# The 'Lumber Maker' Milling Spruce (pics)



## duffontap (Jan 4, 2008)

Here are a few pics of a 28" Sitka Spruce blow-down that my pastor and I milled this afternoon. We had a big storm come through the North Oregon Coast a few weeks ago so there are lots of these logs around and landowners are getting generous with them. We made up a couple quarter-sawn 3x6's 20' long that I hope to use for a canoe building project. 

I used my 272xp, 32" Oregon bar, Carlton ripping chain, and the $20 'Lumber Maker' from Harbor Freight. I hope that 'tool' will be replace soon with something that actually works but, needless to say, it paid for itself and then some in one rainy afternoon. 

J. D.


----------



## BobL (Jan 4, 2008)

JD - nice pics - except both of them gave my back and knees a bit of twinge. 

It's probably because I just a old codger but think about getting at least one end of the log up off the ground just a ft or 2. Think of it as an investment in keeping you milling for longer.

Log looks nice an clean - do you have a pic of the boards?

Cheers


----------



## spencer13cat (Jan 4, 2008)

In pic 2 you should have said.............. after you ran out of gas you decided to finish by turning the chain by hand:monkey:


----------



## Mikecutstrees (Jan 4, 2008)

*sitka spruce.....*

As someone into aviation and building planes I am jealous. Free sitka spruce. I wish. Nice logs. I used to build kayaks too ... nice wood....


----------



## duffontap (Jan 4, 2008)

spencer13cat said:


> In pic 2 you should have said.............. after you ran out of gas you decided to finish by turning the chain by hand:monkey:



Ha, ha. Actually, I thought it would be appropriate to show a pic of what you have to do every 90 seconds while using those $20 chainsaw mills--tightening three set screws. Grrrrr. Mini-Mill, here I come!

Bob--I don't have any pics of the finished product but I should be able to take some soon.

J. D.


----------



## woodshop (Jan 4, 2008)

BobL said:


> JD - nice pics - except both of them gave my back and knees a bit of twinge.
> 
> It's probably because I just a old codger but think about getting at least one end of the log up off the ground just a ft or 2. Think of it as an investment in keeping you milling for longer.
> 
> ...




My thoughts exactly... I'm jealous of your FREE Sitka spruce though. Gosh my knees are aching just watching you do that. 

Yeah can't beat the price of your mill can ya. Good job of taking advantage of resources free for the taking. 

Thanks again for the pics.


----------



## duffontap (Jan 4, 2008)

If you guys look at the top pic you'll see a yellow tether running along the 2x4. My buddy was pulling the mill through for me. It helped me concentrate on keeping the angles right.
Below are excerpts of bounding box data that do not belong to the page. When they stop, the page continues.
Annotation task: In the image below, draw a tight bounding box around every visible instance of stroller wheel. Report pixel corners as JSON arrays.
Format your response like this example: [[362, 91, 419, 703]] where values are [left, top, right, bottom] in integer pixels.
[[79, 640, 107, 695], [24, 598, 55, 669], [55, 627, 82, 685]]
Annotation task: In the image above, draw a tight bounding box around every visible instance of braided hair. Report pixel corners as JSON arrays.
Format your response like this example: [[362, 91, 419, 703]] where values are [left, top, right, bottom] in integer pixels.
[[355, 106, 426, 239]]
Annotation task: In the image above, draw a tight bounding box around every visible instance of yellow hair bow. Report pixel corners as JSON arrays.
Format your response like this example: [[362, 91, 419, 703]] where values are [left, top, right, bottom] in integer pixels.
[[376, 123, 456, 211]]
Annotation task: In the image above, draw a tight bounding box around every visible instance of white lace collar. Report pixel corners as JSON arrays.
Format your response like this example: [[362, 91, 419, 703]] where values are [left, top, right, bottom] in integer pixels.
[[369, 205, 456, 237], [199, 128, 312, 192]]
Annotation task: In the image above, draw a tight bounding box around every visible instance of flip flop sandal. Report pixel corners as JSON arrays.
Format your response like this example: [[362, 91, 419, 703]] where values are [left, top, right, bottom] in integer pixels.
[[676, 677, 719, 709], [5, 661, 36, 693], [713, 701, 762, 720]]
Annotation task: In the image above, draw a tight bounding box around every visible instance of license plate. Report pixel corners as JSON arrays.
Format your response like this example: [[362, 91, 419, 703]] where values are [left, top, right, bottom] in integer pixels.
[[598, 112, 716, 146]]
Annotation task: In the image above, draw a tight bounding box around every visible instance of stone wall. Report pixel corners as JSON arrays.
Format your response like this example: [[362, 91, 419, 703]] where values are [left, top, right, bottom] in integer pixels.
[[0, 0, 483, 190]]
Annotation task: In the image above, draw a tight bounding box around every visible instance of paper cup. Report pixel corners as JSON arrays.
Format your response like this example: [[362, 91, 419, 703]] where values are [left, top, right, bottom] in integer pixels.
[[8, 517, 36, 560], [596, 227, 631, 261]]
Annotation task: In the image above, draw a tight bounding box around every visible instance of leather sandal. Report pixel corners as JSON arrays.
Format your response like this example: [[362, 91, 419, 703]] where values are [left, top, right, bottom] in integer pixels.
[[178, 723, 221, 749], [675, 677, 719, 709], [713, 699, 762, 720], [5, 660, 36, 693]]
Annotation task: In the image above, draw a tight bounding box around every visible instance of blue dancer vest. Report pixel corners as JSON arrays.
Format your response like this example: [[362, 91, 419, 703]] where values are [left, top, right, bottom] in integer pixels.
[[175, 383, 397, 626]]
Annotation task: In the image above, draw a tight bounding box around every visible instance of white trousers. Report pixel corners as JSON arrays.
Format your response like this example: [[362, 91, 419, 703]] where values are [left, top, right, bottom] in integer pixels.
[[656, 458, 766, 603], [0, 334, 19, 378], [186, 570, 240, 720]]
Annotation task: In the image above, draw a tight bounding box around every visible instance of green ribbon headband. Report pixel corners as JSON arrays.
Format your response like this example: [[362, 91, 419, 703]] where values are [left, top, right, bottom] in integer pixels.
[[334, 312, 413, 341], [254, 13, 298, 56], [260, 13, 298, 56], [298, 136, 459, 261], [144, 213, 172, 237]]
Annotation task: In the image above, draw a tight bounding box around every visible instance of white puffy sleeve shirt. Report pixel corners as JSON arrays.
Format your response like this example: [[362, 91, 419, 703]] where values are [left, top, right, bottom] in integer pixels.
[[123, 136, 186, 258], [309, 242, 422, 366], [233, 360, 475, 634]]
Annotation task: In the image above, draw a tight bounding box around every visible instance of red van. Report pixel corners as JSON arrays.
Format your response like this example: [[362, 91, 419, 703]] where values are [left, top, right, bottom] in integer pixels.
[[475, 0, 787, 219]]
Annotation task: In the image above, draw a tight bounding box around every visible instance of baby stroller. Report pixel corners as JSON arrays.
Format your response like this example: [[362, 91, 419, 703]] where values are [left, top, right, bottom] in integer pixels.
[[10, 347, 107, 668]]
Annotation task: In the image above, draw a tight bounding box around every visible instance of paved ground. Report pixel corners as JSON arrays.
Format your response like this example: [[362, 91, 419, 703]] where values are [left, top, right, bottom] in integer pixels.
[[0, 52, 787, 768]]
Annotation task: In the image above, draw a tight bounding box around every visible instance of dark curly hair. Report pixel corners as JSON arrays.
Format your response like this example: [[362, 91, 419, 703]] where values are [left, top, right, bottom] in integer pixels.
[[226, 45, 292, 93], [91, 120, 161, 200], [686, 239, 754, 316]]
Those little mills keep you cutting straight but they don't keep the angles square. 

I'm not sure I'm set up to move a 20' section of log that big off the ground to comfortable milling height. Perhaps, I just don't know how to use what I've got?

J. D.


----------



## woodshop (Jan 4, 2008)

duffontap said:


> ...I'm not sure I'm set up to move a 20' section of log that big off the ground to comfortable milling height. Perhaps, I just don't know how to use what I've got?...



Lightweight floor jack... saves your back and knees in case you still wanna be milling when you're as ancient as that log you are showing us.


----------



## duffontap (Jan 4, 2008)

Yep, I just lack basic ingenuity from time to time.  

J. D.


----------



## spencer13cat (Jan 6, 2008)

I bought one of the cheap 20 or 30 dollar floor jacks in it's own case. Easy to move, and a piece of 3/4" plywood as a base so it doesn't bury itself in the mud. It works great. The most common question I get from neighbors is "how did you get that log in the back of your truck?" 
Answer>>>>Wrecking bar, Can't Hook, Floor Jack, Get it up on larger pieces of wood until one end is at tailgate level and either with the help of a tractor or in some cases at someone's house with no equipment to assist I lift the back end the last foot or so and shove it in.


----------